After this we walked down to one of the sickest roofs ive ever seen. And to top it all off there was a project coming straight out the middle dubbed the Glory Roof Project. The crux of this one revolved around a big ass swing from a fully stretched out position. After that you finish on a very insecure v9 to an easy mantle. Nate and I worked out the beta for a while and after almost giving up.. the crux beta finally clicked. I started to throw my shoes on and the wind picked up. Next go i held the swing and fell off the finish. Syked as shit i sat down, relaxed, and sent. I decided to call this boulder "The Wataugan" V12.. naming it after its founder Mike Stam. Before heading out to the gorge i watched a rad clip of him getting super close on it, and shortly after he had a devastating bicep injury which ultimately kept him from sending the problem. Props most definately goes out to him!

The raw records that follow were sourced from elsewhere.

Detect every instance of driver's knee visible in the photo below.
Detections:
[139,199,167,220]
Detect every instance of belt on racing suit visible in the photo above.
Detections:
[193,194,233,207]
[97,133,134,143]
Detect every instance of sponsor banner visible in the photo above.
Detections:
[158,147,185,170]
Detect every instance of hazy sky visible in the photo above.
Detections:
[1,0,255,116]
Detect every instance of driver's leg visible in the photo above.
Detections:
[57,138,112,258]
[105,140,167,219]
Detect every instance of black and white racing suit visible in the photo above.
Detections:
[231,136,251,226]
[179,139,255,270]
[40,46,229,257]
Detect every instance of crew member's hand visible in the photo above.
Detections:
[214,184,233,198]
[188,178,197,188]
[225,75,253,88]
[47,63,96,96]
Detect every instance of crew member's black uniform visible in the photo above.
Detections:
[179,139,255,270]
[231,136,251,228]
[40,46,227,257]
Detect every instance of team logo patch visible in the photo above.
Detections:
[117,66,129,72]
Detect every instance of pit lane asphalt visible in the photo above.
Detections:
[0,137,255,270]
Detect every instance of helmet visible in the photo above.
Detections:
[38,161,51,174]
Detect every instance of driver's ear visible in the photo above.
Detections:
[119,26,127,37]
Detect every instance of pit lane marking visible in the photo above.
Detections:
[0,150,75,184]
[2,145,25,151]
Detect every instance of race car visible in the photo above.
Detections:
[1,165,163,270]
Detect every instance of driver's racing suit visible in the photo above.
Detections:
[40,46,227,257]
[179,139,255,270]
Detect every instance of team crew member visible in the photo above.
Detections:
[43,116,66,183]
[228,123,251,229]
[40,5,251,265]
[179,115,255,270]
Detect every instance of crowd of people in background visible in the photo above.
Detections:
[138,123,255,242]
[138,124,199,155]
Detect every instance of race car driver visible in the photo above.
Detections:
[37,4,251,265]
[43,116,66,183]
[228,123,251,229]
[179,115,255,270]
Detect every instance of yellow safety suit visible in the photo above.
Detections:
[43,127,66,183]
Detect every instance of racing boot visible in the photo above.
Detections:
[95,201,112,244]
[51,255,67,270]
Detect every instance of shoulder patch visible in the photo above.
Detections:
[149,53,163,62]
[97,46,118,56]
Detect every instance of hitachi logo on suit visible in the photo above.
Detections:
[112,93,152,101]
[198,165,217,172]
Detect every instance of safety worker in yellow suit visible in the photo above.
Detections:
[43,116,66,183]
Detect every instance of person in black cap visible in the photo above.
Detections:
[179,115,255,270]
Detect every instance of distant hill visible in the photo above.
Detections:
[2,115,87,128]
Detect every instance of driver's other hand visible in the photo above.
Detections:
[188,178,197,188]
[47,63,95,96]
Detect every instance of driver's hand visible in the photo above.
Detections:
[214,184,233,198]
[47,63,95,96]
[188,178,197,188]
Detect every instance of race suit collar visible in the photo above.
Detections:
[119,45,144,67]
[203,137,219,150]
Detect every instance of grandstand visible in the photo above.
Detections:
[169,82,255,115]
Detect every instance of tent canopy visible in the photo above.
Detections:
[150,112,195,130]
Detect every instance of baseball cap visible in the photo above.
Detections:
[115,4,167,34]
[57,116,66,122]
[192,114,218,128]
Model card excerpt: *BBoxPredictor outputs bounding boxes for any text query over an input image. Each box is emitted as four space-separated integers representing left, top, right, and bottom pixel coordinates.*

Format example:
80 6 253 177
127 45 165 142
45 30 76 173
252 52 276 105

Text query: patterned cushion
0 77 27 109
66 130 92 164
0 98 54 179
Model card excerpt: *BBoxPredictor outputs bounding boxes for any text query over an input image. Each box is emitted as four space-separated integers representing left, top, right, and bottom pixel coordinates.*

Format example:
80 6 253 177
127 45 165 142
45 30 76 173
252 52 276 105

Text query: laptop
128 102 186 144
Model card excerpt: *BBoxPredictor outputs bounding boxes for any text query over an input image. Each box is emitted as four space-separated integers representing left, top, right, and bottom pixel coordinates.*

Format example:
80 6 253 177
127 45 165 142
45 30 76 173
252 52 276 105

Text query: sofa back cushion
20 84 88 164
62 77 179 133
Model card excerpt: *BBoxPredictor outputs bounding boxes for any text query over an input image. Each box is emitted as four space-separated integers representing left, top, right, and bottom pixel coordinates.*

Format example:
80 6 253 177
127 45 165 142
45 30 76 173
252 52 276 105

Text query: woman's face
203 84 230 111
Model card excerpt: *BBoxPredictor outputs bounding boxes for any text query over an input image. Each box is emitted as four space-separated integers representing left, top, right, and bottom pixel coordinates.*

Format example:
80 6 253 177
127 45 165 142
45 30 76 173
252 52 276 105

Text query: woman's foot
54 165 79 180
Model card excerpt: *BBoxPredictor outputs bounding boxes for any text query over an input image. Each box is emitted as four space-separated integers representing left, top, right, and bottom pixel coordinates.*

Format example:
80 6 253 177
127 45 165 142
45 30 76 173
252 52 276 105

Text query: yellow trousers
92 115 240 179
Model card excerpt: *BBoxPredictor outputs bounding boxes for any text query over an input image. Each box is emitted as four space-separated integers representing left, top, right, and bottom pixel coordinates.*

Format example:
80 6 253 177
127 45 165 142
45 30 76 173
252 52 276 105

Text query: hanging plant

Then to finish off the day we all went over to try Pure Wonder, V8. Nate, Josh, and I all sent and we started trying an unrepeated Andrew Gearing Problem called Now and Zen, V10. I was able to finish, while nate got super close! Also, earlier in the day Josh spoted a new line on the now and zen boulder that was just screaming to be climbed!! We all worked out some beta and in the end i was able to complete the masterpiece! Very syked to say the least, i think this one could be one of my favorite boulders i've ever done. It climbs around 15 moves on rad pinches and crimps. On my last go of the day feeling tired as shit i was able to send. Which came as a huge surprise to me, so i couldn't have been happier. After this we hiked our asses out straight up hill for close to an hour. I booked it out, and just about threw up. My cardio is most definately not on its A game!
All in all the trip to Boone was sick good. I really enjoyed chill'n with Nate and Rami. Those mother fuckers are crazy as shit! Also enjoyed the company of the others who live with Nate. Theres a sick crew up there in Boone, and to me they symbolize what i think climbing should be.(Chill, and based on pure enjoyment of climbing some random rock) Thanks to everyone who showed me around, I can't wait to get back!